Il ne faut surtout pas croire que Mon nom est clitoris ne s’intéresse qu’à ce seul organe. En fait, c’est bien l’ensemble de la sexualité féminine qui est abordée, à la fois sans tabou et sans aucun voyeurisme. Une sexualité qui, en fait, commence dès le plus jeune âge. C’est avec beaucoup de fraîcheur et de spontanéité que les 12 jeunes femmes entre 20 et 25 ans s’expriment face à la caméra. Pourtant, pendant longtemps, la sexualité était pour elles un domaine qu’elles n’osaient pas aborder dans leurs conversations, que ce soit avec leurs parents et même entre elles. Un domaine qui, souvent, leur apparaissait comme étant « sale » et excitant à la fois. Le fait d’avoir réuni 12 témoignages différents est important car il permet d’avoir un regard presque exhaustif sur ce si vaste domaine. Cela va de la culture catholique qui culpabilise la pratique de la masturbation au fantasme de la performance sexuelle généré par la pornographie en passant par l’épilation, pour être dans la norme, par la jeune femme un peu boulotte qui a honte de son corps au point de ne pas vouloir le toucher et par les problèmes posés par les bourrage de crâne qui instillent l’idée qu’il n’y a pas de sexualité sans pénétration et qui font que, pour beaucoup de jeunes filles, même celles qui sont davantage attirées par d’autres femmes que par les hommes, l’initiation à la vie sexuelle ne peut se faire qu’avec un homme. Ces mêmes hommes qui, souvent, ont encore beaucoup à apprendre en ce qui concerne la notion de consentement et pour qui, trop souvent, une jeune femme qui se refuse à eux est qualifiée de « frigide », de « coincée » ou de « mal baisée » alors qu’une jeune femme plus entreprenante sera vite qualifiée de « fille facile », de « cochonne », voire de « salope ».

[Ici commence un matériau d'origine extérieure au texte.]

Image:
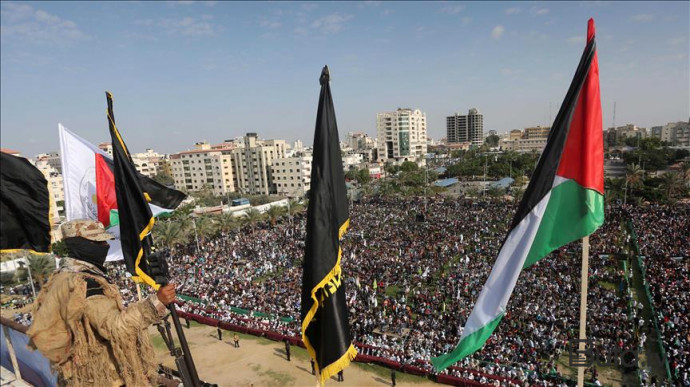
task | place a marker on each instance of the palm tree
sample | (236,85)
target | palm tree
(253,216)
(42,265)
(685,173)
(614,189)
(205,226)
(227,222)
(633,179)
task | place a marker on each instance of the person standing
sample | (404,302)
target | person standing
(80,323)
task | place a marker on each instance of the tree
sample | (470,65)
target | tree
(227,222)
(408,166)
(363,176)
(613,189)
(253,216)
(274,213)
(41,265)
(205,226)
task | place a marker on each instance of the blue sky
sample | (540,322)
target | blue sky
(183,72)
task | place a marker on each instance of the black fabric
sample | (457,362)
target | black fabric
(24,205)
(88,251)
(545,172)
(328,332)
(93,288)
(133,209)
(160,195)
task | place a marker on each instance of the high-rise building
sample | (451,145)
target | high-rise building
(401,135)
(149,163)
(469,128)
(252,164)
(292,175)
(203,168)
(536,132)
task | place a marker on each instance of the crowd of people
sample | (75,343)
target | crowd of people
(411,285)
(664,241)
(412,281)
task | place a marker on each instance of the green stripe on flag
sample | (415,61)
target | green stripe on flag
(114,218)
(572,213)
(466,346)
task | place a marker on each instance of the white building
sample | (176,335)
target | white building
(201,168)
(252,164)
(352,160)
(149,163)
(401,135)
(292,175)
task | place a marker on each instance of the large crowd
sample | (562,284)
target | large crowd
(664,242)
(411,285)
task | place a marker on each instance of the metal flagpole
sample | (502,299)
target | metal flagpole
(583,308)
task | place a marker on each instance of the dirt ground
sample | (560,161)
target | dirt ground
(262,362)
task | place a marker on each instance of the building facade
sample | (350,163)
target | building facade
(203,168)
(465,128)
(401,135)
(292,175)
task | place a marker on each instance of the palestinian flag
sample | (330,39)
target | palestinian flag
(325,326)
(89,184)
(563,202)
(24,205)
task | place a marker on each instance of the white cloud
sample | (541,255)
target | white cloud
(642,18)
(26,23)
(186,2)
(453,9)
(330,24)
(497,32)
(512,11)
(579,39)
(271,25)
(186,26)
(677,41)
(509,72)
(301,31)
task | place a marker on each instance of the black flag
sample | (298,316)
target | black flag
(325,329)
(136,219)
(24,205)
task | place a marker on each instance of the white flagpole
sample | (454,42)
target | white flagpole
(583,308)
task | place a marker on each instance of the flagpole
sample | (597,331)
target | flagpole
(583,308)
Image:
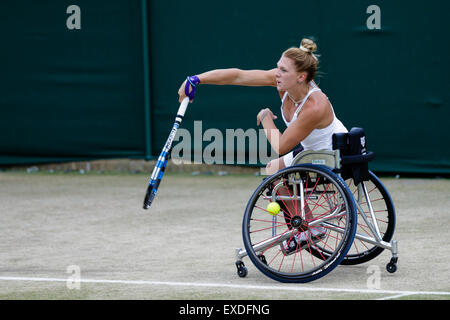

Un film utile et important

Mine de rien, c’est un film particulièrement utile et important qu’ont réalisé Daphné Leblond et Lisa Billuart Monet. Un film qui donne les clés, aux filles comme aux garçons, d’une sexualité épanouie, éloignée d’une pudibonderie freinant des quatre fers face à la recherche du plaisir comme des performances pornographiques dans lesquelles ce sont les sentiments qui sont absents. C’est délibérément que les réalisatrices ont choisi d’interviewer des jeunes femmes entre 20 et 25 ans, considérant que des femmes plus âgées auraient déjà un recul plus important par rapport à leur sexualité et que leurs propos n’auraient donc pas eu la même fraîcheur. Il n’empêche : elles ont en tête de consacrer leur prochain film à la sexualité des femmes de 50 ans, à moins que soit réalisé antérieurement un film sur la sexualité masculine !

Conclusion

La sexualité ne doit plus être un sujet tabou. Elle ne doit pas non plus être cantonnée dans le domaine de la pornographie. Petit à petit, elle entre dans l’école et dans les manuels scolaires, mais, presque toujours, en excluant une de ses composantes les plus importantes, le plaisir ! Le film de Daphné Leblond et Lisa Billuart Monet, consacré au plaisir féminin, vient combler ce vide et on espère qu’il fera très vite son entrée dans les collèges et dans les lycées.